Ndongo Samba Sylla critique le projet de monnaie unique de la CEDEAO

Le projet ambitieux visant à instaurer une monnaie unique pour les quinze pays membres de la Communauté économique des États de l’Afrique de l’Ouest (CEDEAO) a connu de multiples péripéties depuis sa première évocation en 1983. Bien que relancé au cours de la décennie 2010, ce projet a vu ses échéances de lancement régulièrement repoussées, la plus récente étant fixée à 2027. Cependant, selon Ndongo Samba Sylla, directeur de la région Afrique de l’International Development Economics Associates (IDEAS), cette perspective semble peu réaliste.
Le directeur souligne notamment l’absence de volonté politique en faveur de ce projet. Selon lui, les États membres ne montrent pas d’engagement tangible. Le Nigéria, principal acteur économique de la région, se concentre plutôt sur ses propres défis nationaux. En 2017, le président Muhammadu Buhari avait déclaré qu’une monnaie régionale unique resterait un projet lointain tant que le franc CFA resterait sous influence française. Toujours d’après Sylla, « les pays utilisant le franc CFA n’ont pas démontré une réelle volonté de se libérer de cette tutelle ».
S’y ajoute le fait que la réforme monétaire annoncée par Emmanuel Macron et Alassane Ouattara en 2019, bien qu’ayant aboli le compte d’opérations, ne s’est traduite que par un transfert des dépôts en titres de dette en euro, sans véritable rupture. De plus, l’annonce en 2020 du changement de nom du franc CFA en ECO sans concertation avec les autres membres de la CEDEAO a semé la confusion, particulièrement chez les Nigérians, alimentant une méfiance réciproque qui rend difficile l’instauration d’une union monétaire efficace. L’article a été initialement lu sur le site de notre confrère Sud Quotidien.
Les critères de convergence économiques actuellement requis pour adopter l’ECO constituent un réel défi. Ces normes, inspirées de celles de la zone euro, sont peu adaptées aux économies africaines principalement basées sur l’exportation de matières premières.

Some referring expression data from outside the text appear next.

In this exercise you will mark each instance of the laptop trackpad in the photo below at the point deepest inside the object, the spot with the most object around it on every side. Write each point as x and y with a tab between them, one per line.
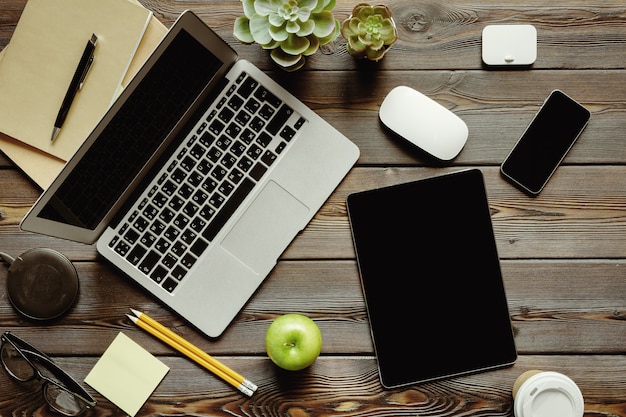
266	228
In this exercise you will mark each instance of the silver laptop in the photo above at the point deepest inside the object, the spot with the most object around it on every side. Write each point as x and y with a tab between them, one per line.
197	178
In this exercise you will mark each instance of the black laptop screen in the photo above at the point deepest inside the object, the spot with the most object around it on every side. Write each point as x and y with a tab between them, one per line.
135	132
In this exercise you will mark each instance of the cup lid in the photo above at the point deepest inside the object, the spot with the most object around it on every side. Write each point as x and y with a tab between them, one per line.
549	394
42	284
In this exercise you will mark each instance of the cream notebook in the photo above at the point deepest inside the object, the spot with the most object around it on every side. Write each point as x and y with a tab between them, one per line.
41	167
42	58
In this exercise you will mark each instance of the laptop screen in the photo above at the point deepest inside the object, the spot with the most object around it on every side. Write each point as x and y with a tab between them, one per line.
133	134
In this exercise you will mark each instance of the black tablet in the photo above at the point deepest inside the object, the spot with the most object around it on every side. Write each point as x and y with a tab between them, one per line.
431	278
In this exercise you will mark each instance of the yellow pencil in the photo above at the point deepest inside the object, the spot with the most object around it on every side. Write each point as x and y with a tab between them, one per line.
192	352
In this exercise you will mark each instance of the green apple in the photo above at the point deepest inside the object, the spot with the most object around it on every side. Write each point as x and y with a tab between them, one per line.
293	341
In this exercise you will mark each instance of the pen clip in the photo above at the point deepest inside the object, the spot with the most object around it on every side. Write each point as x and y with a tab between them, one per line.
85	72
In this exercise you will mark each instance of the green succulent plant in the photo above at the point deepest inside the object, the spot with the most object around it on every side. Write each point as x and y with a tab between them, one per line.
369	31
291	29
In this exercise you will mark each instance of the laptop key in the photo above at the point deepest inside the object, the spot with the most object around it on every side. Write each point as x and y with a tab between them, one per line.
170	285
279	119
235	200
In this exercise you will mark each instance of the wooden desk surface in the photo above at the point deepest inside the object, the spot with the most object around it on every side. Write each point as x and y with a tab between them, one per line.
563	254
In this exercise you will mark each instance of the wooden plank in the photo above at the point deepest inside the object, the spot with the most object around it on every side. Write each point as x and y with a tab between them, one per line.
579	214
344	386
555	307
431	35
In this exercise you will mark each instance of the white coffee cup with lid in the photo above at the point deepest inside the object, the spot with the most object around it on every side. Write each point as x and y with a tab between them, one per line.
547	394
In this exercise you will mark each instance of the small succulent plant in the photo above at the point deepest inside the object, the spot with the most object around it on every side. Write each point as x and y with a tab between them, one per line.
369	31
291	29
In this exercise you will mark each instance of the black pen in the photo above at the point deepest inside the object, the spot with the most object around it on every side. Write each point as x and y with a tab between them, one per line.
77	83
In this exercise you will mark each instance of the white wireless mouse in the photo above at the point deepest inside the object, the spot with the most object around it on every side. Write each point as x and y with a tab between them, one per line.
423	122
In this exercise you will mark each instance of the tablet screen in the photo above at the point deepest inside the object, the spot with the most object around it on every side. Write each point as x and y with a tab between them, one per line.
431	278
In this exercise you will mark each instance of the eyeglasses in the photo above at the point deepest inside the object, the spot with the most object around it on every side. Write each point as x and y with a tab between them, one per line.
63	394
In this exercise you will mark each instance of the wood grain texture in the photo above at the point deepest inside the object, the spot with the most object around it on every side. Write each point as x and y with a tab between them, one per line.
563	253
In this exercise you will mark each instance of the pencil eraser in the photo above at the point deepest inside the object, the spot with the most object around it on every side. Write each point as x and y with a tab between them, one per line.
506	45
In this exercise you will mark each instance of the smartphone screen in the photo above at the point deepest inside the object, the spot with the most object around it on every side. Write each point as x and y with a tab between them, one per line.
546	141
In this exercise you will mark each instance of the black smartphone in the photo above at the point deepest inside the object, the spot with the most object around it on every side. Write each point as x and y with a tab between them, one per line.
545	142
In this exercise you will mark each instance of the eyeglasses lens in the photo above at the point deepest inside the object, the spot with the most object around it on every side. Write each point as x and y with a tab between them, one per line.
63	401
59	398
15	363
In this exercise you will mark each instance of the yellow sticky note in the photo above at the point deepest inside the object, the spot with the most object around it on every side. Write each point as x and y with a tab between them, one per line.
126	374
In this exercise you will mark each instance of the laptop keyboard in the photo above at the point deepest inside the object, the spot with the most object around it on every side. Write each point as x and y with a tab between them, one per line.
205	181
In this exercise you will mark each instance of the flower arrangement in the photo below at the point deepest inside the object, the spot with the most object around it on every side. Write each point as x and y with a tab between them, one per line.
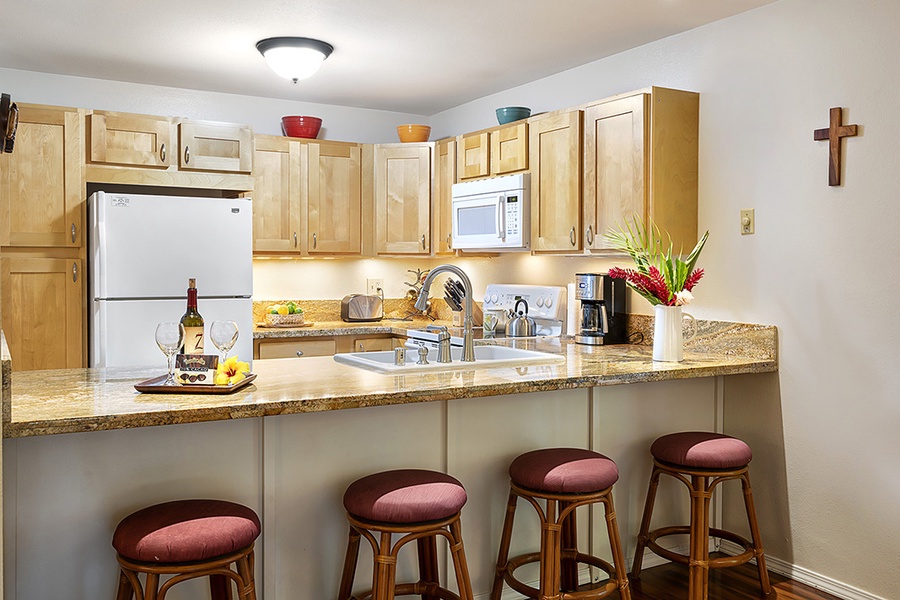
659	275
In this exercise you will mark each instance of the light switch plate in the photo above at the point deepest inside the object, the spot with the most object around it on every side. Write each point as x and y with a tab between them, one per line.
748	221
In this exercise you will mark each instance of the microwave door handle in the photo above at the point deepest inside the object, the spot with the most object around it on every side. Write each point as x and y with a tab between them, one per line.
501	217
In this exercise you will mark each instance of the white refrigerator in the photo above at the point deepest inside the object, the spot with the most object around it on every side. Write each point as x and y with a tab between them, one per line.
143	250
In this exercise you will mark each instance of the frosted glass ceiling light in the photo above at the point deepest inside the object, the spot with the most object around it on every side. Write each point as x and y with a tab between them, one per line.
294	58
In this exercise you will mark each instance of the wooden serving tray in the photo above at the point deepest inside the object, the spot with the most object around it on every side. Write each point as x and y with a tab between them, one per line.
155	386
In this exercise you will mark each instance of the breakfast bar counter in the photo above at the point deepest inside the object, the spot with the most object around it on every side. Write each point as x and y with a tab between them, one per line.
81	400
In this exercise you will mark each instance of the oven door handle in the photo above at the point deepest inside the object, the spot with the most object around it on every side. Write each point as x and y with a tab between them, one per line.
501	216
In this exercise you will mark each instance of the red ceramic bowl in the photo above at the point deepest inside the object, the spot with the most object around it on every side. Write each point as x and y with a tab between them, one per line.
297	126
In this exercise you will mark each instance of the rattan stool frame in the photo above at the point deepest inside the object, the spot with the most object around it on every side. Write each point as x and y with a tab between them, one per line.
217	569
701	484
559	556
385	554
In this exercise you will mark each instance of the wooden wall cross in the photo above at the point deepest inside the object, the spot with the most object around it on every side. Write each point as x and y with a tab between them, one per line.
833	134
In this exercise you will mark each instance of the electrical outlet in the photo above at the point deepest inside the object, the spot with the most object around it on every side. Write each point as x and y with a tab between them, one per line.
748	222
374	287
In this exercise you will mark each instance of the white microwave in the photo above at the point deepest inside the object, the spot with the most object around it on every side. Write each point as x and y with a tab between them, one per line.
492	214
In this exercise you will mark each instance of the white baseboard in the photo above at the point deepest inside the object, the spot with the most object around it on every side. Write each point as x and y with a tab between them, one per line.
810	578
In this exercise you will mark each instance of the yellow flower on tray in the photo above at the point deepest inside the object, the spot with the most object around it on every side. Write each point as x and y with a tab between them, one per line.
231	371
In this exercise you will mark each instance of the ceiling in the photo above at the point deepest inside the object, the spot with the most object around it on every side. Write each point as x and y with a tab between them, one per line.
412	56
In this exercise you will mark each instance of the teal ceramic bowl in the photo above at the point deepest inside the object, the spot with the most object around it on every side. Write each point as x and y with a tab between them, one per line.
508	114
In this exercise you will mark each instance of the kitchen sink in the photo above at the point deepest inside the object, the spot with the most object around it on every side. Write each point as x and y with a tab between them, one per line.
485	357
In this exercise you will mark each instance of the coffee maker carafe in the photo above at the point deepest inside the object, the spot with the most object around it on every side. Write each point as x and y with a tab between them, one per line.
602	301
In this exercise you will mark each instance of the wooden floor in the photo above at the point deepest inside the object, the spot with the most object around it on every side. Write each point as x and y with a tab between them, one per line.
669	582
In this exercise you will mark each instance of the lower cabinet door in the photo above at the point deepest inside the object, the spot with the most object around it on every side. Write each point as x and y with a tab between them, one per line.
42	312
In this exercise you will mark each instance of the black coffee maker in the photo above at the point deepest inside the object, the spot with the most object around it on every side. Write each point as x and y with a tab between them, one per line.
602	300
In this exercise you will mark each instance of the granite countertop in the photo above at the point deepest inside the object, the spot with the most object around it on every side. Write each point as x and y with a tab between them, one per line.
82	400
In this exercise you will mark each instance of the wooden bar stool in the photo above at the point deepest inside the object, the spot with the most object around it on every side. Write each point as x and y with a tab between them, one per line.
701	461
418	505
187	539
564	478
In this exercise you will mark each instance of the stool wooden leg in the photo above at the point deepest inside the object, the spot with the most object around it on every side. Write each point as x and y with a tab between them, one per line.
645	524
458	553
505	538
428	572
568	550
349	565
698	565
615	544
754	535
550	554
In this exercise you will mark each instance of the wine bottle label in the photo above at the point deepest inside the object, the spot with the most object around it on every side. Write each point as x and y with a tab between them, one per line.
193	340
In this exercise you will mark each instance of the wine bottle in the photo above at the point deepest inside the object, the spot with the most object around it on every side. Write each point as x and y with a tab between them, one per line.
192	322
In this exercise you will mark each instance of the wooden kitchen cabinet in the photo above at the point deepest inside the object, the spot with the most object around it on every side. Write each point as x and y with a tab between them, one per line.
555	149
41	183
498	151
444	178
331	197
640	159
403	174
133	140
42	311
276	195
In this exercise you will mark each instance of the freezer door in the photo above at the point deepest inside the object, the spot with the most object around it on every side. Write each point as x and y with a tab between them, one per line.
149	246
122	331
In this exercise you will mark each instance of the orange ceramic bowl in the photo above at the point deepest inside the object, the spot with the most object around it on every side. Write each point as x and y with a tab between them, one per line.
413	133
299	126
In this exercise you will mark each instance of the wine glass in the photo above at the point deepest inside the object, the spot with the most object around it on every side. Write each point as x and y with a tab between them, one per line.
224	334
169	338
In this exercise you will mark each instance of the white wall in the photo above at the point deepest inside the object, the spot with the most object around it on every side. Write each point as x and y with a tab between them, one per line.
821	266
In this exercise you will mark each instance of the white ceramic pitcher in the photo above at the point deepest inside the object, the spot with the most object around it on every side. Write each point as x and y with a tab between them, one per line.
668	336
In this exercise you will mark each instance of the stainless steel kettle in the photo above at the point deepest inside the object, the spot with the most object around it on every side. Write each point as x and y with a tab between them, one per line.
520	324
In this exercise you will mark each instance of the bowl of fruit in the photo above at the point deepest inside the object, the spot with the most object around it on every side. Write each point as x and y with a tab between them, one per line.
284	315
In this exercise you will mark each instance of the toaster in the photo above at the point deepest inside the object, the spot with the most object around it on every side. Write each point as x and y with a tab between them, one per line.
359	307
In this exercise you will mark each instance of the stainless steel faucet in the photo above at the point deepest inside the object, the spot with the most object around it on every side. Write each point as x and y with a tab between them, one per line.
469	321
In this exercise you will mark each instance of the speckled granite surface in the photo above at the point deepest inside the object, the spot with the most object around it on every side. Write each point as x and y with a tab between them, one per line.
80	400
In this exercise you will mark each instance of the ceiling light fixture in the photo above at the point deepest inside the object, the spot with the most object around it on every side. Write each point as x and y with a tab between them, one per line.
294	58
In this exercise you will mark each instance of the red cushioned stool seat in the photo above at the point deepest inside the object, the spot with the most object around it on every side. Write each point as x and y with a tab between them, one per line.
419	505
187	539
564	479
701	461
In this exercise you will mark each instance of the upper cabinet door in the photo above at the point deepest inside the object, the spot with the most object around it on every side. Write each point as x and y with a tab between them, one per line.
42	182
615	169
211	146
555	148
276	195
509	149
474	155
403	199
133	140
333	198
444	178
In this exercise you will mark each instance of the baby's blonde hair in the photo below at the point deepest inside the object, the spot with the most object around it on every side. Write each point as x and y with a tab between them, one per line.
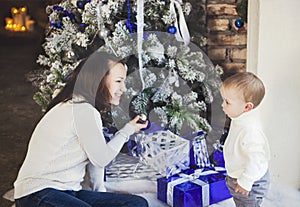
249	84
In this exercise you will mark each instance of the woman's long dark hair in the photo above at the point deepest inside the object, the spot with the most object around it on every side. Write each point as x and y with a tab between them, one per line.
88	80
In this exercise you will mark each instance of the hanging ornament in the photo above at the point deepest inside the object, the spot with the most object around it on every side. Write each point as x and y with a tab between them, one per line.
239	23
172	29
56	24
104	33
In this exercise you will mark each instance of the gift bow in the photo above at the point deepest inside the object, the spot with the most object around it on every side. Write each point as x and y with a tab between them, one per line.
183	33
194	179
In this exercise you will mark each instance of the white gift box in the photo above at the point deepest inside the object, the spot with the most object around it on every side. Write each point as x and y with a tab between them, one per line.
166	152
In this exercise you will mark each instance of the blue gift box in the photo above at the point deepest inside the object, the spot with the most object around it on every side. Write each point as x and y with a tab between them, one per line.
184	190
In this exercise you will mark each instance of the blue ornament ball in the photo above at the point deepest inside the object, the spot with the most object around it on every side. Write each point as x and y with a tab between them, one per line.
172	30
80	4
239	23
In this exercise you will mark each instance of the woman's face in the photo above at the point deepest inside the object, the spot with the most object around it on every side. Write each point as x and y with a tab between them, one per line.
116	83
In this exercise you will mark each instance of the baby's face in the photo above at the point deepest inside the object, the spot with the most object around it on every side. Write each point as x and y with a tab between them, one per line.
233	102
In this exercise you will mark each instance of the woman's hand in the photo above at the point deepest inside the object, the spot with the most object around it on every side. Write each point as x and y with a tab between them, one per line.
239	189
137	125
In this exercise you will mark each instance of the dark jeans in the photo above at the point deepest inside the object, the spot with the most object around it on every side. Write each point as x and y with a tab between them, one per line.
50	197
256	195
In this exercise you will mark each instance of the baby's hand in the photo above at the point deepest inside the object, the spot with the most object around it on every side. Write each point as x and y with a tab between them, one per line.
138	125
240	189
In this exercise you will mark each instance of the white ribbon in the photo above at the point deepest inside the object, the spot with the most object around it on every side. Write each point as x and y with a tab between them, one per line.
194	179
102	27
140	38
182	34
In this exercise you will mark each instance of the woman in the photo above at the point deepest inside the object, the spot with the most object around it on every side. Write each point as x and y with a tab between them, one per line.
70	137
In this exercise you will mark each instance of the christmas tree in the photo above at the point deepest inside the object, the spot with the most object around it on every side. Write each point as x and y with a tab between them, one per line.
171	78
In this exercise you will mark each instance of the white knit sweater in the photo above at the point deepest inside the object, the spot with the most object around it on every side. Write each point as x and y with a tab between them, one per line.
246	149
65	140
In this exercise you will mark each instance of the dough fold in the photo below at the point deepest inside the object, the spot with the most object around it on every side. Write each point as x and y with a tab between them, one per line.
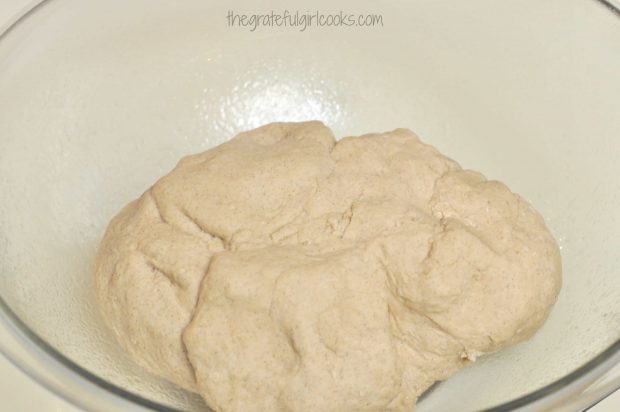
285	271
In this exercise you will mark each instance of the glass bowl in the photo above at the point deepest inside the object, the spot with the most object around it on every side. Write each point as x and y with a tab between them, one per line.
99	98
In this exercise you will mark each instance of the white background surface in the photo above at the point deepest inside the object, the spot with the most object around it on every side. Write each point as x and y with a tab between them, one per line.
19	393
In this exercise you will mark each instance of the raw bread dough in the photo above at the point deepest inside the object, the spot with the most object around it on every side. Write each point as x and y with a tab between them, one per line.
282	271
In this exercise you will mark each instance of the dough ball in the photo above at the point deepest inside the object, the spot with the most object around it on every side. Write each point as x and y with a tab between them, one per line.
285	271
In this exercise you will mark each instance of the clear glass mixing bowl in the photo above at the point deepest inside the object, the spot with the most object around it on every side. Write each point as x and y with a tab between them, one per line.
99	98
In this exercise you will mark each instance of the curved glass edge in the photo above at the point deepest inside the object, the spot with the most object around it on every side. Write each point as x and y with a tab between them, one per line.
584	375
65	367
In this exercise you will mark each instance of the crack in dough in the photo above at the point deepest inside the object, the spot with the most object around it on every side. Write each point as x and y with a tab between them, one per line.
282	271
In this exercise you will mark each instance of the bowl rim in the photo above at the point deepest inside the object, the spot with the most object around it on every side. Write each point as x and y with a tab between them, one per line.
568	387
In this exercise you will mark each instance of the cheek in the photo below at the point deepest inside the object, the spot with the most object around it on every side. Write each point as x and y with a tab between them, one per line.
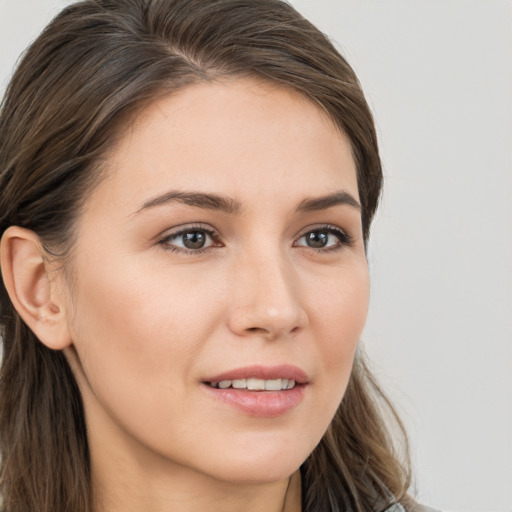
339	319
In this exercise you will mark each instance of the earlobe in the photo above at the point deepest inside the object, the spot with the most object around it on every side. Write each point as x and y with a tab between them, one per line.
26	274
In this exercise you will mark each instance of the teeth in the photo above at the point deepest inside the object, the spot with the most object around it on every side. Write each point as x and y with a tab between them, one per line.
240	384
273	385
253	384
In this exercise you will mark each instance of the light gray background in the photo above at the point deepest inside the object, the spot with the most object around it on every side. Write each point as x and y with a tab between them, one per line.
438	75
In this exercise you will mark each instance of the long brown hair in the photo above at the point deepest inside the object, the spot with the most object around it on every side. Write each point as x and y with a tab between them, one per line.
94	67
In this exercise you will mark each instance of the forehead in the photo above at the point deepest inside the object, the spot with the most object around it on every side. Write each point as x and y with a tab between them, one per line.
239	135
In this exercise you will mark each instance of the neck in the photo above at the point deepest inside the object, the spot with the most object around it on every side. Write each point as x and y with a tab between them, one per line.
123	490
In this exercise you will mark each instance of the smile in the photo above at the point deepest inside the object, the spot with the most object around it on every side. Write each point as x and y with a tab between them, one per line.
254	384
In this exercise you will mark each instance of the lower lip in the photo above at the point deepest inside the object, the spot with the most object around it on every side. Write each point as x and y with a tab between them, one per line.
263	404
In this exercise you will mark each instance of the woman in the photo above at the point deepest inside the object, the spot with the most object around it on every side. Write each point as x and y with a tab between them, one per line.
187	192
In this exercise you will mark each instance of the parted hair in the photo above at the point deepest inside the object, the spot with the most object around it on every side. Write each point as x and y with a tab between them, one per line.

Incapables de répondre durablement à ces exigences, les pays de la CEDEAO se trouvent dans une impasse. Selon Ndongo Samba Sylla, la véritable tendance économique est plus souvent la divergence que la convergence, et imposer ces conditions pourrait condamner le projet dès le départ.
Si jamais l’ECO venait à être instauré, elle risquerait d’être dominée par l’économie nigériane, au point de se confondre avec un naira rebaptisé, estime Sylla. Le naira étant en proie à une dépréciation forte et une inflation galopante, l’ECO aurait pu connaître une trajectoire semblable, compromettant la stabilité économique de l’ensemble de la région ouest-africaine si elle avait été mise en place en 2020.
Dans ce contexte, Sylla préconise une approche plus pragmatique centrée sur la coopération monétaire plutôt que sur une intégration monétaire totale. Un système de paiement inter-africain pourrait offrir une solution plus réaliste, permettant aux États de commercer sans dépendre des devises occidentales tout en conservant leur souveraineté monétaire. Cet article a été lu dans sa publication originale sur le site Sud Quotidien.
En conclusion, tout en promettant une intégration régionale renforcée, l’ECO reste pour l’instant une illusion pour les habitants de l’Afrique de l’Ouest. Le véritable défi réside dans la construction d’un cadre de coopération monétaire adapté aux spécificités économiques et politiques du continent.